Фрейдизмом и интуитивизмом Анри Бергсона слишком забивать голову читателя при этом не стоило — довольно было списать:
Бергсон признавал за разумом способность исключительно внешнего, формального восприятия действительности («интеллект… есть познание формы») и отрицал за ним самое важное — проникновение в сущность вещей и их взаимосвязи… В действительности же, по утверждению А. Бергсона, никакой необходимости не существует, и если бы мы рассматривали эволюцию жизни в ее совокупности, то нашему вниманию представилась бы «самопроизвольность ее движения и непредвиденность ее актов»…[8]. Свой вывод А. Бергсон формулирует очень четко: «Интеллект характеризуется естественным непониманием жизни». Замысел жизни ускользает от нас, утверждает он. «Этот-то замысел и стремится схватить художник, проникая путем известной симпатии внутрь предмета, понижая, путем интуиции, тот барьер, который воздвигает пространство между ним и моделью». Бергсон представляет искусство «свободным актом» и противопоставляет его этим науке… Основанное на интуиции, противоположное интеллектуальному познанию художественное творчество является по теории Бергсона «мистическим процессом иррационального проникновения в сущность жизненных процессов».

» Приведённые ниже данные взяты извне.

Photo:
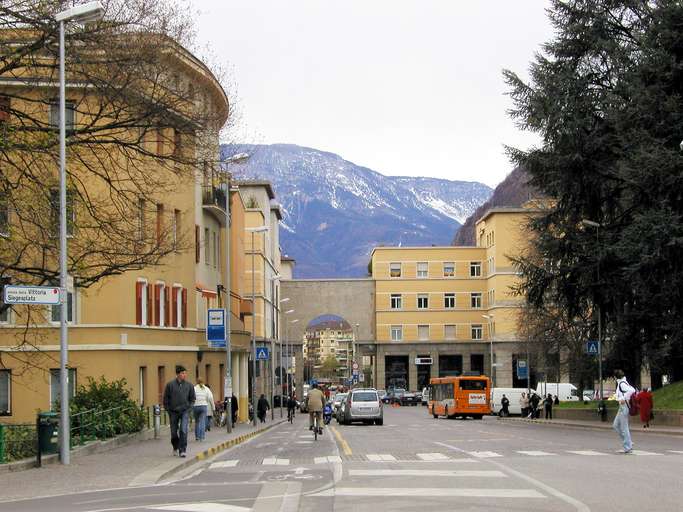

Абзац-другой о фрейдизме можно было переписать из другой книги:
Оторвав психику от материальных условий и причин, ее порождающих, Фрейд подчинил ее особым, вечным, непознаваемым иррациональным силам, которые находятся за пределами сознания. «Бессознательное», согласно концепции Фрейда, — это глубинный фундамент психики, определяющий всю сознательную жизнь человека. Главным содержанием «бессознательного» являются инстинктивные побуждения и влечения, которые якобы определяют все богатство духовных устремлений людей, разнообразие их интересов, их природу и поступки… По мнению Фрейда, как сновидения, так и искусство — именно те области, где «бессознательное» проявляется наиболее непосредственно…
Сюрреализм получил теоретическое обоснование в «Первом манифесте» 1924 г., написанном признанным вождем всего направления французским поэтом и психиатром Андре Бретоном (1896–1965) — Он писал: «Сюрреализм представляет собой чистый психологический автоматизм, с помощью которого — словом, рисунком или другим способом — делается попытка выразить действительное движение мысли… Это запись мышления, которое совершается вне всякого контроля разума (отметьте это противопоставление „мышление — разум“, то есть мышление — это еще не разум. — А. М.)… Сюрреализм основан на вере в высшую реальность определенных, до этого игнорировавшихся форм ассоциаций, во всемогущество сна, внецеленаправленную игру мышления…» Вслед за Фрейдом сюрреалисты видели во сне или бредовой галлюцинации лучший способ прорыва в глубины «бессознательного». Бретона увлекали поистине несбыточные надежды. «Я верю в будущее соединение этих двух с первого взгляда столь противоречащих друг другу состояний — сна и действительности — в некую абсолютную реальность — сверхреальность»[9].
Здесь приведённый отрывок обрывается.